The Null-Test for peptide identification algorithm in Shotgun proteomics.

The present research proposed general evaluation strategy named Null-Test for peptide identification algorithm in Shotgun proteomics. The Null-Test method based on random matching can be utilized to check whether the algorithm has a tendency to make a mistake or has potential bugs, faultiness, errors etc., and to validate the reliability of the identification algorithm. Unfortunately, none of the five famous identification software could pass the most stringent Null-Test. PatternLab had good performance in both Null-Test and routine search by making a good control on the overfitting with sound design. The fuzzy logics based method presented as another candidate strategy could pass the Null-Test and has competitive efficiency in peptide identification. Filtering the results by appropriate FDR would increase the number of discoveries in an experiment, at the cost of losing control of Type I errors. Thus, it is necessary to utilize some more stringent criteria when someone wants to design or analyze an algorithm/software. The more stringent criteria will facilitate the discovery of latent bugs, faultiness, errors etc. in the algorithm/software. It would be recommended to utilize independent search combining random database with statistics theorem to estimate the accurate FDR of the identified results.
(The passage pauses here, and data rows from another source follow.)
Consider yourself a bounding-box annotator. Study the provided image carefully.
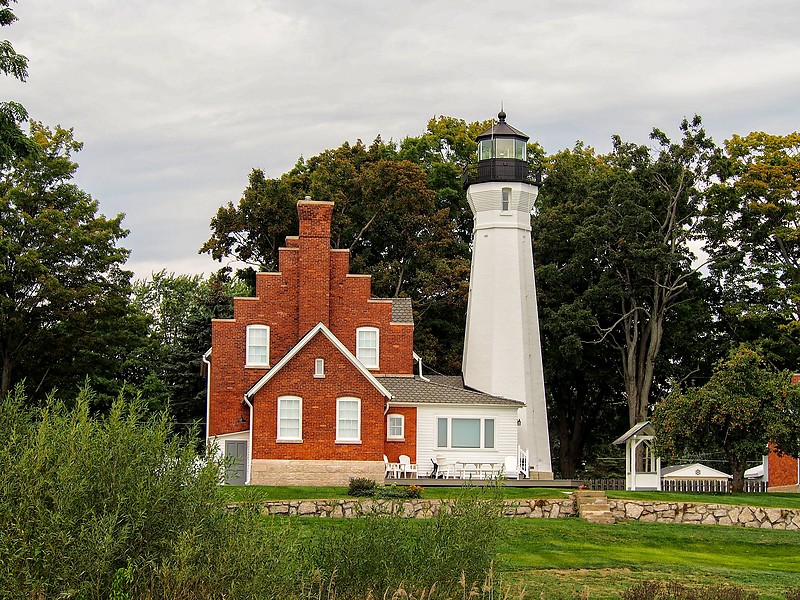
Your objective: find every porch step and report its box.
[573,490,615,524]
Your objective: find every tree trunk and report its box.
[729,455,747,493]
[555,383,586,479]
[1,351,11,397]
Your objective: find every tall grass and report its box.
[0,385,506,599]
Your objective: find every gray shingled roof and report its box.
[379,376,523,406]
[388,297,413,324]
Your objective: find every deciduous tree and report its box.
[652,345,800,491]
[0,122,130,397]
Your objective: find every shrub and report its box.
[622,580,758,600]
[348,476,377,497]
[308,485,505,597]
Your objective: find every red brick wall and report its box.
[384,406,417,463]
[250,333,387,461]
[207,198,415,457]
[767,373,800,487]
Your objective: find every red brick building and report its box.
[766,373,800,488]
[205,198,523,485]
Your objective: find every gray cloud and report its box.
[7,0,799,279]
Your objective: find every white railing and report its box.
[517,446,529,478]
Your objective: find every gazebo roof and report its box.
[612,421,654,445]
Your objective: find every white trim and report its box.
[435,416,496,450]
[387,413,404,440]
[245,324,270,367]
[242,394,254,485]
[202,347,212,444]
[277,395,303,442]
[336,397,361,443]
[314,358,325,378]
[245,322,393,400]
[356,326,379,369]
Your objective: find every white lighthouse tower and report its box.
[462,111,552,478]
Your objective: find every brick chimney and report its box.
[297,197,334,333]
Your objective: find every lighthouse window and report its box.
[515,139,527,160]
[501,188,511,211]
[479,139,493,160]
[496,138,514,159]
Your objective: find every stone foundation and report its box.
[249,459,385,486]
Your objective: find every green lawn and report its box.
[497,519,800,599]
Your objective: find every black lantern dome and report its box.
[468,111,537,185]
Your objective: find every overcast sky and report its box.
[7,1,799,279]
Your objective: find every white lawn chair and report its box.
[398,454,417,479]
[504,455,520,479]
[435,455,453,479]
[384,454,400,479]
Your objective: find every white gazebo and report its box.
[613,421,661,491]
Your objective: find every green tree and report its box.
[652,345,800,491]
[705,131,800,368]
[0,122,130,397]
[132,270,249,426]
[585,117,718,426]
[0,0,34,169]
[534,144,628,477]
[202,132,471,372]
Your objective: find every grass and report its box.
[496,519,800,599]
[218,484,800,509]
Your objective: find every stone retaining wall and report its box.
[255,498,576,519]
[251,497,800,528]
[608,499,800,529]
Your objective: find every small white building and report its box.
[613,421,661,491]
[661,463,731,482]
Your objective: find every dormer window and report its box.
[246,325,270,367]
[356,327,379,369]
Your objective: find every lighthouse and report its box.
[462,111,553,478]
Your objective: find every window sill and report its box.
[313,374,325,379]
[245,364,270,369]
[335,439,362,445]
[276,439,303,443]
[387,437,405,442]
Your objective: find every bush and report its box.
[0,385,505,599]
[309,485,505,597]
[348,476,377,497]
[622,580,758,600]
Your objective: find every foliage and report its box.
[621,581,758,600]
[308,486,505,598]
[202,123,484,373]
[652,345,800,491]
[704,131,800,369]
[0,384,226,598]
[0,122,134,398]
[347,476,377,497]
[131,270,249,424]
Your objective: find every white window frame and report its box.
[501,187,511,212]
[387,414,404,441]
[245,324,270,367]
[314,358,325,378]
[435,416,495,449]
[356,327,379,369]
[336,397,361,444]
[276,396,302,442]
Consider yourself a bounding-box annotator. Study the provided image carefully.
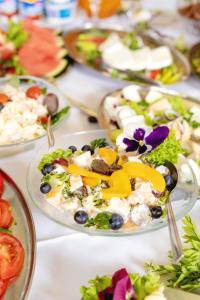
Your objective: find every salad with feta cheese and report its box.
[102,84,200,186]
[80,268,166,300]
[75,29,185,85]
[37,126,188,232]
[0,77,70,145]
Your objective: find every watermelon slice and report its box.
[17,20,68,77]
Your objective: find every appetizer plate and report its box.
[27,130,198,236]
[0,75,70,156]
[189,42,200,80]
[64,27,190,85]
[0,169,36,300]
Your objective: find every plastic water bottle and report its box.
[45,0,77,24]
[0,0,17,17]
[18,0,44,19]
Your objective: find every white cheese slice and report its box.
[145,90,163,104]
[128,46,152,71]
[99,33,122,52]
[70,175,83,192]
[131,204,152,226]
[122,85,141,102]
[104,95,121,119]
[121,115,145,128]
[147,46,173,70]
[117,106,135,123]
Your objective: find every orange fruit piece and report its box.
[67,164,110,181]
[0,93,8,104]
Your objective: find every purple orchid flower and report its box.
[98,268,135,300]
[123,126,169,154]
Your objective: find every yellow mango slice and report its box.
[123,162,166,193]
[102,170,131,200]
[47,187,61,199]
[82,177,100,187]
[68,164,110,181]
[98,148,117,165]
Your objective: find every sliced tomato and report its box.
[0,200,13,229]
[0,94,8,104]
[0,233,24,280]
[0,49,13,60]
[87,37,106,45]
[148,69,161,80]
[0,175,4,198]
[39,116,48,124]
[0,279,9,299]
[26,86,42,99]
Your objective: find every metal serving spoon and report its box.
[164,160,183,263]
[43,93,59,148]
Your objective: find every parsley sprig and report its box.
[146,216,200,292]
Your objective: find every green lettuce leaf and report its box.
[144,130,184,166]
[80,276,111,300]
[38,149,72,171]
[51,106,70,125]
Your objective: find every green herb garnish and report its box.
[146,215,200,292]
[81,276,112,300]
[38,149,72,171]
[90,138,107,151]
[144,130,184,166]
[7,20,28,49]
[51,106,70,125]
[42,172,69,187]
[123,32,141,50]
[0,227,12,234]
[85,212,112,230]
[167,95,188,117]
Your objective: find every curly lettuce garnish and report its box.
[81,268,163,300]
[38,149,72,171]
[167,95,188,117]
[146,216,200,292]
[144,130,184,166]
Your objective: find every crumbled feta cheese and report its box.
[105,197,130,222]
[116,134,127,151]
[61,197,80,213]
[129,182,157,206]
[121,115,145,128]
[144,287,166,300]
[73,151,91,168]
[104,95,121,119]
[150,98,172,112]
[54,164,67,174]
[70,175,83,192]
[131,204,152,226]
[117,106,135,122]
[128,156,142,163]
[122,85,141,102]
[190,106,200,123]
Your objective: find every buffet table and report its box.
[1,15,200,300]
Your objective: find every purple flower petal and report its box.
[112,269,135,300]
[138,144,147,154]
[145,126,169,150]
[133,128,145,141]
[123,138,139,152]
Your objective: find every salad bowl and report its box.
[27,130,198,236]
[64,27,190,85]
[0,169,36,300]
[0,75,70,157]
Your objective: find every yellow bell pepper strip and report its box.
[82,177,101,187]
[98,148,117,165]
[123,162,166,193]
[67,164,110,181]
[102,170,131,200]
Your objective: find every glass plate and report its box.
[0,169,36,300]
[27,130,198,236]
[0,76,70,157]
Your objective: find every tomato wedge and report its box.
[0,175,4,198]
[0,233,24,280]
[0,279,9,299]
[26,86,42,99]
[0,94,8,104]
[0,200,13,229]
[148,69,160,80]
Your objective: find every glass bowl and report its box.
[0,169,36,300]
[0,75,70,157]
[27,130,198,236]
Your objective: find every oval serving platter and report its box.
[64,27,190,85]
[0,169,36,300]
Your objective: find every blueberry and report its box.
[164,175,176,191]
[0,103,4,112]
[74,210,88,224]
[81,144,94,154]
[104,292,113,300]
[42,163,55,175]
[88,116,98,123]
[109,213,124,230]
[68,145,77,153]
[40,183,51,194]
[150,206,163,219]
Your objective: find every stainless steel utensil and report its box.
[164,161,183,263]
[44,94,59,148]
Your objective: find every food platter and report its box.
[0,169,36,300]
[27,129,198,236]
[64,27,190,85]
[0,20,68,78]
[189,42,200,79]
[0,75,70,156]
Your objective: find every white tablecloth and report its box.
[1,12,200,300]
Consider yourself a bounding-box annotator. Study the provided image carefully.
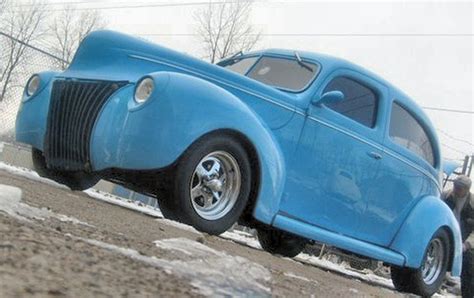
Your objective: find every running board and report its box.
[273,214,406,266]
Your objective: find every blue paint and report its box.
[15,30,462,275]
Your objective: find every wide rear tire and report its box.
[391,229,450,296]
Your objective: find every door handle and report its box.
[367,151,382,160]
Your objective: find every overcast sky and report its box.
[43,0,474,161]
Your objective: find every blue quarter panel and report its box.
[390,196,463,275]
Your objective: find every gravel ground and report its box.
[0,169,405,297]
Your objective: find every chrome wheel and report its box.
[189,151,241,220]
[421,238,445,285]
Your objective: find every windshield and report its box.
[222,57,259,75]
[221,56,319,92]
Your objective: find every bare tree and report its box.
[0,0,6,16]
[49,5,105,70]
[194,0,261,63]
[0,0,48,102]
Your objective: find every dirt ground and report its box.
[0,169,406,297]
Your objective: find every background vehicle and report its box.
[16,30,462,296]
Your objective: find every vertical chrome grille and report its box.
[45,79,126,171]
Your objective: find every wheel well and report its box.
[442,226,455,273]
[199,129,261,226]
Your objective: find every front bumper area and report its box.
[16,72,176,173]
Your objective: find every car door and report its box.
[280,70,388,241]
[358,100,440,246]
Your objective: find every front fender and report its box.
[390,195,462,276]
[15,71,60,150]
[91,71,287,224]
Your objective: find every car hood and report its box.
[60,30,297,129]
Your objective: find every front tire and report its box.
[32,148,99,191]
[391,229,450,296]
[171,133,252,235]
[257,227,307,258]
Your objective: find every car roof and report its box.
[231,48,441,164]
[234,48,436,132]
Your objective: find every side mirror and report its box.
[312,90,344,106]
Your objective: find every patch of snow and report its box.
[220,229,262,250]
[156,218,202,235]
[0,162,68,189]
[80,236,271,297]
[154,237,219,257]
[153,237,271,296]
[295,253,394,289]
[349,288,358,294]
[283,272,316,284]
[84,189,163,218]
[0,141,4,153]
[0,184,92,226]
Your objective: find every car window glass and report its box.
[389,103,435,166]
[247,56,319,91]
[323,77,378,128]
[223,57,259,75]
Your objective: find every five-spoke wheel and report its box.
[159,133,252,235]
[190,151,241,221]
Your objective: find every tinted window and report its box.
[247,57,319,91]
[223,57,258,75]
[323,77,378,128]
[389,103,435,166]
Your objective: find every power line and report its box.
[11,1,250,12]
[441,143,471,156]
[422,106,474,114]
[0,31,67,64]
[138,33,473,37]
[11,0,109,6]
[437,129,474,147]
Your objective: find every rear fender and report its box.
[390,195,462,276]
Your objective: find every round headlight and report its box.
[135,78,154,103]
[26,75,40,96]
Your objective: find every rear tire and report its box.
[257,227,307,258]
[391,229,450,296]
[32,148,99,191]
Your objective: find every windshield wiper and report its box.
[294,52,313,72]
[224,51,243,64]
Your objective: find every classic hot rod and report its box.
[16,30,462,296]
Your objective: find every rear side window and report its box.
[389,103,435,166]
[323,77,378,128]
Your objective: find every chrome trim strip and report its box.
[307,115,384,151]
[129,54,299,114]
[382,148,440,189]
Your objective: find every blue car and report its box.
[16,30,462,296]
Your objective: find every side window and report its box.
[323,77,378,128]
[389,103,435,166]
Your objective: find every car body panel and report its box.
[390,195,463,275]
[15,30,462,275]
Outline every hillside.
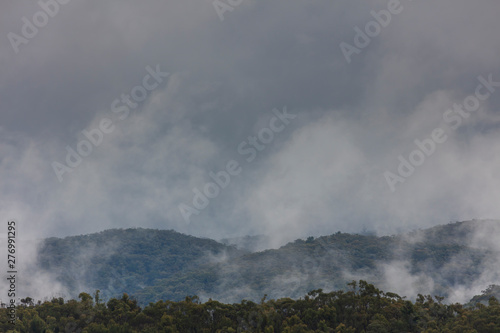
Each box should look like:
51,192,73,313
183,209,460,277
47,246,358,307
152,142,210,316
36,228,246,301
35,220,500,305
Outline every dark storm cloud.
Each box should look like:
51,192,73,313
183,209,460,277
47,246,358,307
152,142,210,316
1,0,500,248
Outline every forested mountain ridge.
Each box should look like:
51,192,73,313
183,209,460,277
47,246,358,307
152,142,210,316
36,228,246,301
35,220,500,306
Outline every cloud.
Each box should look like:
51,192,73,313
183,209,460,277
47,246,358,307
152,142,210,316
1,0,500,249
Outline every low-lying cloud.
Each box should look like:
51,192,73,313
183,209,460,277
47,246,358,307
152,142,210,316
2,0,500,301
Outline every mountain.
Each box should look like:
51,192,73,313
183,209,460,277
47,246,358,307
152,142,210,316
468,284,500,306
36,228,246,301
35,220,500,306
220,234,271,252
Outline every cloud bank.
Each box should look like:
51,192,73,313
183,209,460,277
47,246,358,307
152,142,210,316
1,0,500,252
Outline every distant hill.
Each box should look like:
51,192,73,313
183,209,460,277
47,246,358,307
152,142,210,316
35,220,500,305
36,228,246,301
220,234,271,252
468,285,500,306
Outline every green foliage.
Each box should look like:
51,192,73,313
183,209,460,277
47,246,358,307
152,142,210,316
2,281,500,332
36,228,245,302
33,221,500,307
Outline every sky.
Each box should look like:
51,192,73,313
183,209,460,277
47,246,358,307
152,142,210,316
2,0,500,247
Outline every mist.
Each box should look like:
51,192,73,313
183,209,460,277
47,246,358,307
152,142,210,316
2,0,500,301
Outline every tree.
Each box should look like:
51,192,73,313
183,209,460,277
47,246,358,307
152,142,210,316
29,314,47,333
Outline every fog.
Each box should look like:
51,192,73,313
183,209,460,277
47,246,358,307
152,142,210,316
2,0,500,300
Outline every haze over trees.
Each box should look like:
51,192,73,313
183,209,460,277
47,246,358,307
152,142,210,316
33,220,500,306
2,281,500,332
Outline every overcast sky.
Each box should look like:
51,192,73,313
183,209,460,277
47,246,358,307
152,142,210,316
2,0,500,245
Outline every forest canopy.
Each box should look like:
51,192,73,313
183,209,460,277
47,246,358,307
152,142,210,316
1,280,500,333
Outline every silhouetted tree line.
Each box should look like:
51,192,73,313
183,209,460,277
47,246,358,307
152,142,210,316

BIOLOGICAL SIGNIFICANCE In the past decades, considerable effort has been devoted to developing a sensitive algorithm for peptide identification in Shotgun proteomics. However, little attention has been paid to controlling the reliability of the identification algorithm at the design stage. The Null-Test based on random matching can be utilized to check whether the algorithm has a tendency to make a mistake or has potential bugs, faultiness, errors etc. However, it turns out that none of the five famous identification software could pass the most stringent Null-Test in the present study, which should be taken into account seriously. Accordingly, a candidate strategy based on fuzzy logics has been demonstrated the possibility that an identification algorithm can pass the Null-Test. PatternLab shows that earlier control on overfitting is valuable for designing an efficient algorithm.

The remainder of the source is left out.